Sementara saat dikonfirmasi, Kepala Desa (Kades) Suja, Sandang, mengaku bahwa sudah dua tahun lebih pengelolaan kebun desa dikelola sepenuhya oleh pihak ketiga dengan sistem persentase atau bagi hasil antara pengelola, penggugat dan pemdes.
Kades Sandang tidak banyak memberi penjelasan lebih jauh menyikapi adanya pertanyaan masyarakat perihal pengelolaan kebun desa itu. Dia hanya menyebut jika hasil dari kebun desa sejauh ini sudah menghasilkan ambulan desa. “Nah lebih jauhnya, kalau dinilai harus dievaluasi tentu hal itu juga akan kami koordinasikan kepada pihak pengelola dan pihak terkait lainnya,” singkat Kades Sandang.
Terpisah, Kades Bakonsu, Pance, juga tidak memberi penjelasan rinci perihal pengelolaan kebun desa itu. Dia hanya menyebut jika hasil dari pengelolaan kebun oleh pihak ketiga di Desa Bakonsu, hingga saat ini dialokasikan hanya untuk membayar angsuran mobil ambulan desa yang dibeli tahun 2021 lalu, tanpa merinci berapa hasil yang didapat pemdes dari kebun desa itu untuk setiap bulannnya.
“(Pendapatan dari bagi hasil pengelolaan kebun desa) sejauh ini semuanya dialokasikan untuk membayar (angsuran) ambulan desa,” singkatnya.
Diketahui, sejak Agustus 2020 lalu tiga desa di Kabupaten Lamandau yang meliputi Desa Suja dan Desa Bakonsu (Kecamatam Lamandau) serta Desa Tamiang (Kecamatan Bulik) mendapat limpahan lahan berupa perkebunan kelapa sawit produktif dari PT Pilar Wanapersada sesuai akta perdamaian putusan Pengadilan Negeri Nanga Bulik nomor 1/Pdt/G/LH/2020/PN Ngb dan surat nomor 0217/PWP-LGL-JKT/VI/2020.

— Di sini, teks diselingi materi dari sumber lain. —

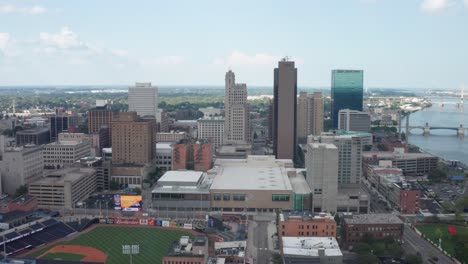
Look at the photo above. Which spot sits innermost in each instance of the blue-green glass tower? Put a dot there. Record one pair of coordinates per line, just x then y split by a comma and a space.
346, 92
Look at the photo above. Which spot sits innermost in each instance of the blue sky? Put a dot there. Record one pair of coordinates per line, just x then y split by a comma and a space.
398, 43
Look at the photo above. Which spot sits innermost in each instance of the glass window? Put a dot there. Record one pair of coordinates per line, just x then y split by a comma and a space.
238, 197
280, 197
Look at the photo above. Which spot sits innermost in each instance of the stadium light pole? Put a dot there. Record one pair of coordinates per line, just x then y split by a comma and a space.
4, 248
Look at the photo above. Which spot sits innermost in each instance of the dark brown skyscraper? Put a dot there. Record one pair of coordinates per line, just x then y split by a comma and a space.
133, 139
285, 110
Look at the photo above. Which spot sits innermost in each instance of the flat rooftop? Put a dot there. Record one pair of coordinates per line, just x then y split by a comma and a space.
299, 183
253, 173
164, 145
310, 246
65, 175
33, 131
373, 219
389, 154
182, 176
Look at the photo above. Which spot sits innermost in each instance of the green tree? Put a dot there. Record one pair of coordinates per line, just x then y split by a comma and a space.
137, 190
437, 175
114, 185
22, 190
413, 259
368, 259
439, 233
276, 258
461, 246
337, 219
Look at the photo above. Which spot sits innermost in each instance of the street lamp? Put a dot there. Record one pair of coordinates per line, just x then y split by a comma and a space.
130, 250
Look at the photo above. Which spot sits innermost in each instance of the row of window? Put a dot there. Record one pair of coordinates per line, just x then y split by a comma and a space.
227, 197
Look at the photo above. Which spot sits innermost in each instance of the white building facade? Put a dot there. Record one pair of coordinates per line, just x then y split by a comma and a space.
143, 99
322, 176
236, 108
211, 129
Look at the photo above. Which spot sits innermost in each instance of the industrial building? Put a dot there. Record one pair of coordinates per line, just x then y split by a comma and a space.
301, 250
182, 191
64, 188
379, 226
257, 184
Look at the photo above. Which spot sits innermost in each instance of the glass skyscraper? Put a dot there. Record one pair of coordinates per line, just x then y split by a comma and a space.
346, 92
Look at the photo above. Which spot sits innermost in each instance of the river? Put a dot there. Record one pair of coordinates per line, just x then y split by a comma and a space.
443, 143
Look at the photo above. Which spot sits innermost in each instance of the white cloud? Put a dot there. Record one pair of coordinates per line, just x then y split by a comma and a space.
4, 41
120, 53
165, 60
434, 5
239, 58
33, 10
65, 39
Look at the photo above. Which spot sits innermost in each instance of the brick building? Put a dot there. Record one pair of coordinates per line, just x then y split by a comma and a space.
321, 225
192, 155
378, 226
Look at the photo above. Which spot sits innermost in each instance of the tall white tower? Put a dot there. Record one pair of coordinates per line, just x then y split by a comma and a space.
143, 99
236, 109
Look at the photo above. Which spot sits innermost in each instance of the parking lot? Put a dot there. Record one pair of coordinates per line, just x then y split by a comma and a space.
98, 201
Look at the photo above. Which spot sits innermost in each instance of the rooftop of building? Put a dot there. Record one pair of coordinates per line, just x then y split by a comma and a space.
59, 177
299, 183
25, 149
305, 216
373, 219
22, 199
33, 131
310, 246
403, 185
390, 154
89, 160
181, 176
193, 141
164, 145
317, 145
183, 247
211, 119
184, 183
253, 173
172, 132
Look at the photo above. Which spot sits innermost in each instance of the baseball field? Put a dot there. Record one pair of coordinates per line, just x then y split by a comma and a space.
104, 244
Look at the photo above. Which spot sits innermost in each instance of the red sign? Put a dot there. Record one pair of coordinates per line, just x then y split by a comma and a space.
125, 221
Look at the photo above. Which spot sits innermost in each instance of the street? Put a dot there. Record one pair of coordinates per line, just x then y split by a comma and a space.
413, 243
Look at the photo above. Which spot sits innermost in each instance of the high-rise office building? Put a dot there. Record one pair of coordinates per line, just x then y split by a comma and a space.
61, 123
302, 116
143, 99
309, 115
285, 110
346, 91
352, 120
350, 157
192, 155
98, 118
211, 129
133, 139
236, 111
322, 176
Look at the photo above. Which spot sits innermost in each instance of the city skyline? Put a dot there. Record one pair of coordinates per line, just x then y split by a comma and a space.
48, 42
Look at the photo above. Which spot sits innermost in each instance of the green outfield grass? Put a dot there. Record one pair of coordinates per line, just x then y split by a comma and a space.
429, 230
154, 243
63, 256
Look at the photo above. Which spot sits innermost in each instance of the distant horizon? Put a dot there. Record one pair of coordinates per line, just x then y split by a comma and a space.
110, 86
49, 42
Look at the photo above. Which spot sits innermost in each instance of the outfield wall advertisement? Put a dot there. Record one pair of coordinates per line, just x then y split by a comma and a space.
129, 203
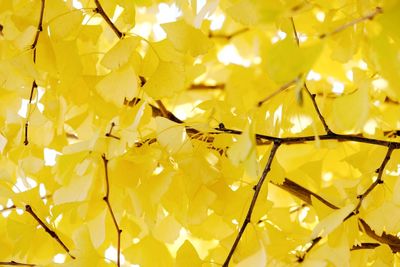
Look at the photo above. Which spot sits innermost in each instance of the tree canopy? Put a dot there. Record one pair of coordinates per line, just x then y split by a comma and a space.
199, 133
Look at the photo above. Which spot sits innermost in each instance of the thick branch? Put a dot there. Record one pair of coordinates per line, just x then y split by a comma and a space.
257, 190
53, 234
302, 192
99, 9
106, 199
378, 180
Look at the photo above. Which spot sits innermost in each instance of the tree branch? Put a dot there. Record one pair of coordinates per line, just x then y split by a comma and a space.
374, 184
257, 190
365, 246
302, 192
371, 16
321, 118
106, 199
99, 9
34, 85
53, 234
14, 263
296, 36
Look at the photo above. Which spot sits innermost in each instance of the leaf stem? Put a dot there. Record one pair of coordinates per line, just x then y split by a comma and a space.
99, 9
257, 190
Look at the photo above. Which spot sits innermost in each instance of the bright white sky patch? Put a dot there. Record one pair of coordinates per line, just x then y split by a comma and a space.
229, 54
50, 156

Atas dasar itu, tiga desa itu masing-masing mendapat lahan kebun kelapa sawit produktif dengan rincian Desa Tamiang seluas 100 hentare, Desa Bakonsu 100 hektare dan Desa Suja seluas 125 hektare. Beberapa bulan setelah diserahkan ke pemdes, pemdes Desa Suja dan Bakonsu memilih untuk menunjuk pihak ketiga yakni Koperasi Sekobat Jaya Mandiri. Sedangkan pemdes Tamiang memilih untuk mengelola sendiri dengan membentuk tim pengelola kebun desa.(fit/*)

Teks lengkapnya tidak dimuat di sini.